The longest-serving employee of Sydney’s Opera House
Achievements

The longest-serving employee of Sydney’s Opera House

Sydney Opera House turns 40 this year but Steve Tsoukalas’ love affair with it has gone on even longer. He is the longest-serving employee of Sydney’s Opera House, working there for 47 years.

It was 51 years ago when a then 19 year old from Kalymnos sailed into Sydney and past the foundations of the Opera House. Four years later he got a job in charge of a scaffold team working high on the sails. He joined the Opera House workforce during the third stage of the construction in 1968.

Today he is the Opera House’s unofficial custodian – and the last person to help build the national icon who still works there.

Mr Tsoukalas, 68, maintains the Opera House brass and concrete interior. He knows every nook and cranny of its labyrinthine passageways, reels off complex engineering details and even sought personal approval from architect Jorn Utzon’s son Jan before using his own recipe to clean hand prints off the concrete interior walls.

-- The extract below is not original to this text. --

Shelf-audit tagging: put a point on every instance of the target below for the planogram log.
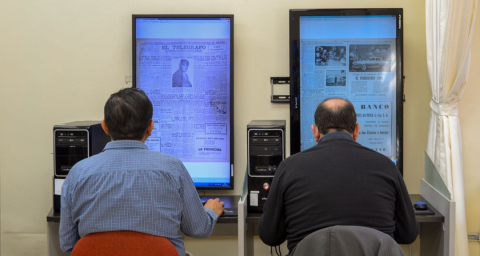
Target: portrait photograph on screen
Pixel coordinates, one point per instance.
(354, 54)
(184, 64)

Every morning at 5.15am, long before the house fills with tour groups, Mr Tsoukalas watches the sunrise from the northern foyer before beginning his day fretting about wear and tear, corrosion and fungus invading the roof tiles.

“It’s so peaceful, you’ve got the time to think and remember. I think about how it was and how it has become. How the city, Kirribilli, the Botanical Gardens were. It’s so different and you try to bring memories back and you pass your time, sometimes with tears. There are sad moments because time is running out. I don’t want to lose this job, this building. I saw the Opera House from the boat when I arrived here, I thought the building was something unbelievable” he said.

When he started as a scaffolder at 23, little did he know then that one of the most iconic buildings in the world would become his life’s work.

“It was a dangerous job because you worked so high, I started here in 1968, the same year I married my darling, and for the past 47 years we’re been together. I don’t want to retire because, when you are in love, it’s deep in your heart. If you love the building, you have to think about the building” he added in an interview at news.com.au

Mr Tsoukalas, who has been asked to train a new generation of Opera House caretakers, fears no one can feel the same way about the job.

An environmental sustainability plan implemented by the Sydney Opera House since 2010 came to fruition last month, with the iconic building scoring a four-star performance rating by the Green Building Council of Australia (GBCA) and Mr Tsoukalas has every reason to boast about his contribution to the achievement.